Szef Ryanair wściekły na Niemcy. Wielkie cięcia w lotach
30 listopada 2024Prezes irlandzkich linii lotniczych Ryanair Michael O'Leary ostro krytykuje niemieckich polityków i branżę lotniczą w Niemczech. Mówi o nieefektywności i zawyżaniu cen.

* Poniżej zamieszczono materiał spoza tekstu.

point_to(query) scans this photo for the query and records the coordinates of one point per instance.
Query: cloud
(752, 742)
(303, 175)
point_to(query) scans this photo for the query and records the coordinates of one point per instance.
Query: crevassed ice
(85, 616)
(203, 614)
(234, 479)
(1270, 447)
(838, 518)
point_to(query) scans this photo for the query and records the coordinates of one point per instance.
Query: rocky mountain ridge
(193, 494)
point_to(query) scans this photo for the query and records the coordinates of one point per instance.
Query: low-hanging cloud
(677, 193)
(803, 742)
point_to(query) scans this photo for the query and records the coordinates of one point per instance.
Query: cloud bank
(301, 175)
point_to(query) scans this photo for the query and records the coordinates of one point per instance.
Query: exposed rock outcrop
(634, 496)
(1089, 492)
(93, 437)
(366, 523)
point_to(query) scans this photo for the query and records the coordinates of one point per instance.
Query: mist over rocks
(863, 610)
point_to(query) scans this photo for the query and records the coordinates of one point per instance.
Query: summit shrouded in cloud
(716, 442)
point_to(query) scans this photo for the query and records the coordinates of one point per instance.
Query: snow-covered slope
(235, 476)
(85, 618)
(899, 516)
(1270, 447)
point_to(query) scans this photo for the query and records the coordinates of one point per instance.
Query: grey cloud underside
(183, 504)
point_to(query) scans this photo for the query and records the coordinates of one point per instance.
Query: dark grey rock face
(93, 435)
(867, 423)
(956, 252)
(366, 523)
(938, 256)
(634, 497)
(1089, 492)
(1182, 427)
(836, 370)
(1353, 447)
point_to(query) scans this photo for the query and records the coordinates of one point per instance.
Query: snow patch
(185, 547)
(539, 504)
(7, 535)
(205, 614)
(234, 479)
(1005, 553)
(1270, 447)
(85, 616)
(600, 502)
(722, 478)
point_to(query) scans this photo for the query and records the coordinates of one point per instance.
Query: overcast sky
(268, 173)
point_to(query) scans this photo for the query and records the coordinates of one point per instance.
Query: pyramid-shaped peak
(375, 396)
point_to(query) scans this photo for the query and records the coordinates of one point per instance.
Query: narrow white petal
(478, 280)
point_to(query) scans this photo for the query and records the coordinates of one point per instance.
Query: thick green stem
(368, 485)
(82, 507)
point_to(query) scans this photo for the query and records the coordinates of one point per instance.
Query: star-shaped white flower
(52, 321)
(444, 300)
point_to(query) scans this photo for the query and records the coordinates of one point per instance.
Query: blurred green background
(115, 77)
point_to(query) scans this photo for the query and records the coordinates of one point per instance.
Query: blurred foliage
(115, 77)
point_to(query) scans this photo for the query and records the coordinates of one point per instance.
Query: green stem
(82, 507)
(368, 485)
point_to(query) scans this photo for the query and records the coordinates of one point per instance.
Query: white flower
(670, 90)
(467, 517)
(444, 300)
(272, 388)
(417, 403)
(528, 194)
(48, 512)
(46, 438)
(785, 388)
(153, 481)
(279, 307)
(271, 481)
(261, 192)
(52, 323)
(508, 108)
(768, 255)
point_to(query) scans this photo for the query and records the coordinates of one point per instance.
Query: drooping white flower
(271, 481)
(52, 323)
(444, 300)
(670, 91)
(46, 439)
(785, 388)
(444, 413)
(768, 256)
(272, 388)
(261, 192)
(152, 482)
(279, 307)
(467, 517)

Przez wysokie opłaty, powolne ożywienie rynku i berlińskie lotnisko BER, które O'Leary opisuje jako „dysfunkcyjne”, Ryanair stopniowo wycofuje się z Niemiec i koncentruje się na rynkach rozwijających się.
„Rząd idiotów”
W wywiadzie dla branżowego magazynu „Airliners” O'Leary ostro zaatakował niemieckich polityków. Mówił o „rządzie idiotów” i skrytykował w szczególności Zielonych, których oskarżył o „durne rozwiązania”. Jego zdaniem perspektywy na przyszłość Niemiec są ponure. Sceptycznie odniósł się także do przyszłego nowego rządu: „Nie sądzę, by następny rząd Niemiec był lepszy”.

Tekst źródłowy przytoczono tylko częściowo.